Plötzlich zählt jede Sekunde: Bei einem Herzstillstand ist eine schnelle Reanimation lebensrettend. Dazu gehört nicht nur die Herzdruckmassage, sondern auch die Atemspende durch Mund-zu-Mund- oder Mund-zu-Nase-Beatmung. Doch obwohl die Theorie vielen Menschen bekannt ist, wagen immer weniger Laien, diese in einer Notsituation anzuwenden – vor allem aufgrund von Infektionsängsten, die nicht zuletzt seit der Corona-Pandemie bestehen.
Ein Team unter Leitung der Thora Tech GmbH plant nun, diesen Umstand zu ändern: Gemeinsam mit dem Fachbereich Gesundheit der Technischen Hochschule Mittelhessen, dem Fachbereich Veterinärmedizin der Justus-Liebig-Universität Gießen und der DRK Rettungsdienst Mittelhessen gGmbH wird ein Notbeatmungsgerät entwickelt, das speziell auf Laienanwendung ausgelegt ist. Die Technologie dahinter: Jetventilation. Die Vision: Das Gerät soll so intuitiv wie ein automatisierter Defibrillator (AED) eingesetzt werden können.
Das Projekt wird vom Bundesministerium für Wissenschaft und Forschung mit 584.381 Euro gefördert und soll in den kommenden drei Jahren ein innovatives Notbeatmungsgerät hervorbringen. Ziel ist es, dieses künftig als Teil der Notfallausrüstung in medizinischen und pflegerischen Einrichtungen, öffentlichen Institutionen, Schulen, Hochschulen, Vereinen, Firmen und anderen Orten zu etablieren.
„Bei einem Herz-Kreislauf-Stillstand zählt jede Minute, in der das Gehirn nicht mit Blut versorgt wird. Umso wichtiger ist es, dass bereits vor dem Eintreffen des Rettungsdienstes mit der Reanimation begonnen wird“, erklärt Jan Orendt, Betriebsleiter des RDMH und Notfallsanitäter. „Pro Minute ohne Maßnahmen sinkt die Überlebenschance um zehn Prozent.“
Auch die Corona-Pandemie hat verdeutlicht, dass es nicht nur um eine Atemspende im Falle eines Atemstillstands geht, sondern auch um eine mögliche Atemunterstützung bei akuter Atemnot. Menschen in einer solchen Lage brauchen schnelle, unkomplizierte Hilfe – Hilfe, die auch von Laien geleistet werden kann und flächendeckend zur Verfügung steht.

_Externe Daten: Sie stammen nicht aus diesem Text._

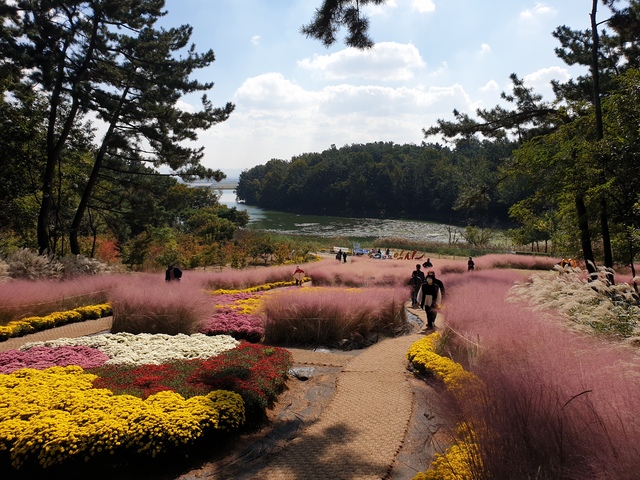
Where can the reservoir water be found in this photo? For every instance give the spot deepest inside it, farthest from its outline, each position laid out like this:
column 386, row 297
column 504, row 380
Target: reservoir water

Das neue Notbeatmungsgerät soll daher besonders einfach und sicher in der Anwendung sein. Es wird mit einer Sauerstoffflasche ausgestattet und soll durch Sensoren selbstständig die benötigte Sauerstoffkonzentration ermitteln. Dazu werden kontinuierlich die CO2- und O2-Werte in der Atemluft gemessen. Ein großer Akku sorgt dafür, dass das Gerät jederzeit einsatzbereit ist.
Fatih Yüksel, Geschäftsführer der Thora Tech GmbH, erläutert den Unterschied zur herkömmlichen Beatmung: „Normale Beatmungsgeräte pumpen in einem ersten Schritt Sauerstoff in den Körper und entfernen in einem zweiten Schritt Kohlenstoffdioxid. Bei der Jetventilation hingegen wird Luft kontinuierlich in den Körper hinein- und herausgepumpt. So bleibt der Brustkorb auf einer stabilen Linie.“ Gerade bei Verletzungen des Oberkörpers sei dies von Vorteil, ebenso bei bildgebenden Verfahren wie der Computertomographie.
Zusammenarbeit für eine sichere Entwicklung
Die Realisierung dieser komplexen Anforderungen setzt eine enge Zusammenarbeit der Projektpartner voraus. Die Thora Tech GmbH ist für die technische Umsetzung und die Integration der Sensorik verantwortlich. Die Klinik für Kleintiere am Fachbereich Veterinärmedizin der JLU wird das Gerät in Computersimulationen testen, um die optimale Bauweise und die Parameter zu ermitteln. Der DRK Rettungsdienst Mittelhessen steuert Erfahrungen aus der Praxis bei und wird das Gerät im eigenen Simulationszentrum in Marburg testen. Die THM wird die speziellen Anforderungen der Zielgruppen untersuchen und die Ergebnisse an die Entwickler weitergeben.
Das gemeinsame Ziel ist klar: Ein Notbeatmungsgerät zu entwickeln, das nicht nur technisch einwandfrei funktioniert, sondern auch von Menschen ohne medizinische Vorbildung problemlos verwendet werden kann. So sollen in Zukunft nicht nur Herzen, sondern auch Lungen in lebensbedrohlichen Situationen schneller und sicherer versorgt werden können.